Oggi non si parla più di genitore affidatario ma di di genitore collocatario. Come lascia
intendere la parola, si fa riferimento a quello dei genitori che vivrà con i figli in via
prevalente. Il genitore, cioè, che manterrà la residenza anagrafica con il figlio (quasi
sempre la madre, salvo rare eccezioni).
Nonostante l’affidamento condiviso, il genitore non collocatario rischia di essere
considerato un genitore di serie B, una figura secondaria il cui ruolo educativo ed
affettivo viene sicuramente limitato. Nonostante l’introduzione dell’affido condiviso, ad
oggi, purtroppo, non si è ancora riusciti ad eliminare questa discriminazione nei confronti
della figura paterna, se pensiamo ad es. che alcuni giudici continuano ancora a parlare
di “diritto di visita” per il padre nei provvedimenti con cui dettano le regole della
separazione, nei quali,spesso, ritroviamo la seguente formula: “Il padre potrà vedere il
figlio nei seguenti giorni…”. Si registrano ancora molte resistenze tra gli addetti ai lavori,
e, di fatto, molti padri hanno pochi spazi temporali per stare con i propri figli.

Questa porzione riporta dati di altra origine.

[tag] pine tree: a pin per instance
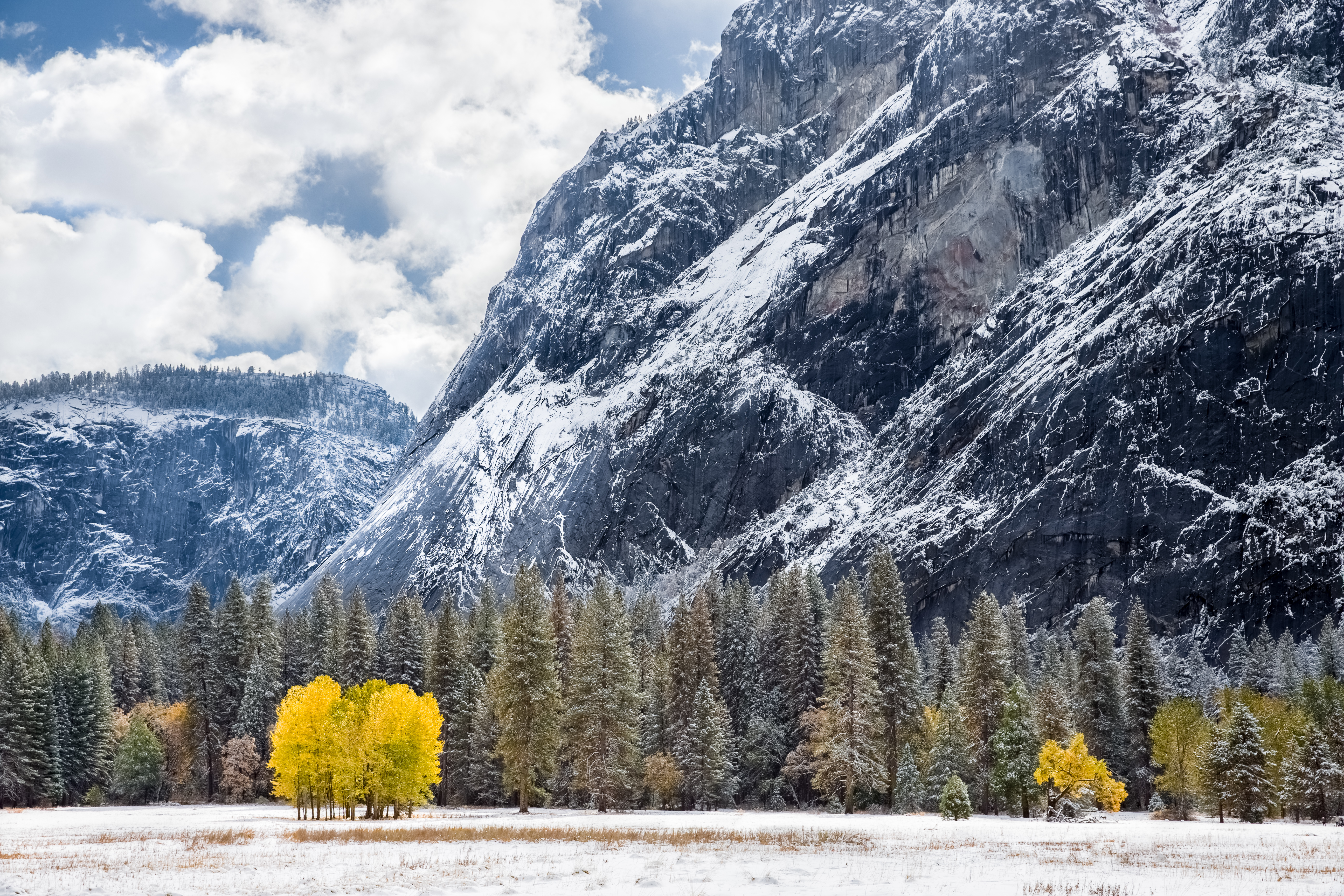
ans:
(1101, 707)
(324, 629)
(198, 675)
(486, 773)
(955, 802)
(1143, 698)
(486, 629)
(847, 729)
(359, 652)
(943, 662)
(405, 640)
(702, 750)
(1015, 747)
(1331, 651)
(601, 719)
(456, 684)
(525, 690)
(898, 662)
(127, 676)
(909, 788)
(1246, 782)
(738, 655)
(232, 656)
(1019, 644)
(562, 622)
(952, 749)
(986, 664)
(294, 649)
(1314, 778)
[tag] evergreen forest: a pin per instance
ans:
(789, 696)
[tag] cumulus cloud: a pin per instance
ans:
(467, 109)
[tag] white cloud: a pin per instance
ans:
(470, 111)
(103, 293)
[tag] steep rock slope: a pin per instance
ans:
(1058, 318)
(109, 492)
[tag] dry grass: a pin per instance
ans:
(612, 837)
(194, 839)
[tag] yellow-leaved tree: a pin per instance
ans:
(1076, 773)
(306, 747)
(403, 746)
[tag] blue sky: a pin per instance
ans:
(299, 186)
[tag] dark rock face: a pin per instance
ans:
(105, 499)
(1046, 296)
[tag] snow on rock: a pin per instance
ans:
(1035, 293)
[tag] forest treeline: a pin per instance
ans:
(791, 695)
(327, 401)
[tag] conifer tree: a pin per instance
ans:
(952, 749)
(562, 622)
(1100, 699)
(909, 789)
(486, 629)
(405, 643)
(1245, 780)
(127, 672)
(484, 772)
(943, 662)
(359, 652)
(525, 690)
(294, 649)
(738, 655)
(232, 657)
(702, 750)
(898, 660)
(847, 729)
(986, 664)
(1015, 747)
(198, 673)
(601, 719)
(1314, 778)
(1019, 644)
(1331, 651)
(1143, 698)
(324, 629)
(456, 686)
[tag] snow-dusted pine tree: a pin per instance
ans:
(359, 652)
(525, 690)
(601, 721)
(1015, 747)
(847, 730)
(898, 662)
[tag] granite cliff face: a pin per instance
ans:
(113, 491)
(1046, 296)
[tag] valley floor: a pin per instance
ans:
(259, 850)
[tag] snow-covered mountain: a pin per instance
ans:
(126, 488)
(1046, 295)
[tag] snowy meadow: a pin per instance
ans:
(264, 850)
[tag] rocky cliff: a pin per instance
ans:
(126, 488)
(1048, 296)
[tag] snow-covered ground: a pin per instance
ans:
(158, 850)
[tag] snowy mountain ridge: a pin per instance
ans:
(103, 498)
(1025, 291)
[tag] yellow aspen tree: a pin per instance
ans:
(403, 744)
(1076, 773)
(304, 745)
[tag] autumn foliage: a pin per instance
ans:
(1075, 773)
(377, 745)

Infatti, l’affido condiviso viene usato troppo spesso come arma di ricatto da uno dei genitori o da entrambi in fase di separazione/divorzio.
Spesso i figli vengono usati, strumentalizzati e purtroppo manipolati dai genitori a discapito dell’altro, con conseguenze negative per i figli stessi minando, in tal senso, soprattutto il benessere psichico dei minori. Per permettere la reale applicazione dell’affido condiviso è necessario cambiare la mentalità e la coscienza dei genitori in fase di separazione, è importante che capiscano che i figli hanno bisogno di stabili punti di riferimento, di avere un rapporto continuativo e significativo con entrambe le figure genitoriali. Screditare l’altro genitore davanti ai propri figli può avere solo ripercussioni negative sulla loro stabilità emotiva e sui loro futuri rapporti relazionali, creando ragazzi arrabbiati e aggressivi.
Il legislatore ha deciso di preservare la massimo l’equilibrio dei figli, anche in caso di
separazione, garantendo loro di avere un buon rapporto sia con il padre che con la
madre, attraverso il diritto alla bigenitorialità, che, all’art 337 ter c.c., denuncia il
principio ispiratore dell’intera disciplina in materia di rapporti tra genitori e figli nella crisi
coniugale, ovvero il diritto del minore di mantenere un rapporto equilibrato e
continuativo con entrambi i genitori e di conservare altresì rapporti significativi con gli
ascendenti e i parenti di ciascuno ramo genitoriale”.